As shown in the figure, the encoder produces $\mu$ and $\sigma$, which are the mean and standard deviation of the posterior distribution $q(z|x)$.
The random effect comes from drawing samples from the posterior distribution. Each sample $z$ can be obtained by $z = \mu+\sigma\epsilon$, where $\epsilon$ is a sample from a Gaussian distribution with zero mean and unit variance, which can be easily obtained.
The reason why we need the randomness is, the reconstruction error term in the loss function is actually an expectation over the posterior distribution which is difficult to solve analytically, so we use sample mean to approximate it.
For the derivation of the regularization term you can refer to the original paper https://arxiv.org/abs/1312.6114
I don't believe there's some kind of deep, meaningful rationale at play here - it's a showcase example running on MNIST, it's pretty error-tolerant.

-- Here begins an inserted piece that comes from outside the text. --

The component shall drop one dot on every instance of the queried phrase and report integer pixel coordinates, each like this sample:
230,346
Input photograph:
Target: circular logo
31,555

Optimizing for MSE means your generated output intensities are symmetrically close to the input intensities. A higher-than-training intensity is penalized by the same amount as an equally valued lower intensity.

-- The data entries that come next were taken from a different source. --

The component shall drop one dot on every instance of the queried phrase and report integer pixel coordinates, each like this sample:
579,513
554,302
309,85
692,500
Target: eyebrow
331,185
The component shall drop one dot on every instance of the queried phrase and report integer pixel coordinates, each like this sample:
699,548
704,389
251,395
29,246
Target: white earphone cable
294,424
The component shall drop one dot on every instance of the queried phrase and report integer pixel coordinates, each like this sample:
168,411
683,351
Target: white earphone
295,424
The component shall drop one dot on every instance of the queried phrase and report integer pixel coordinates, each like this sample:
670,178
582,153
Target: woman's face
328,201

Cross-entropy loss is assymetrical.
If your true intensity is high, e.g. 0.8, generating a pixel with the intensity of 0.9 is penalized more than generating a pixel with intensity of 0.7.
Conversely if it's low, e.g. 0.3, predicting an intensity of 0.4 is penalized less than a predicted intensity of 0.2.
You might have guessed by now - cross-entropy loss is biased towards 0.5 whenever the ground truth is not binary. For a ground truth of 0.5, the per-pixel zero-normalized loss is equal to 2*MSE.
This is quite obviously wrong! The end result is that you're training the network to always generate images that are blurrier than the inputs. You're actively penalizing any result that would enhance the output sharpness more than those that make it worse!
MSE is not immune to the this behavior either, but at least it's just unbiased and not biased in the completely wrong direction.
However, before you run off to write a loss function with the opposite bias - just keep in mind pushing outputs away from 0.5 will in turn mean the decoded images will have very hard, pixellized edges.
That is - or at least I very strongly suspect is - why adversarial methods yield better results - the adversarial component is essentially a trainable, 'smart' loss function for the (possibly variational) autoencoder.
Best Answer
A VAE models a distribution
$$P(x) = \int P(x|z)P(z) dz$$
When the output is continuous valued, then a common parameterization of $P(x|z)$ is as $$\mathcal{N}(\mu = f(z;\theta), \sigma^2)$$
Recall that a VAE is trained by maximizing the variational lower bound, which can be broken down into two terms:
$$E_{z \sim q}[\log P(x|z)] - \text{KL}(q(z)||p(z))$$
But then the first term is merely the log of the gaussian density, which is (up to some scaling and constants) $(x-\mu)^2$. Hence MSE.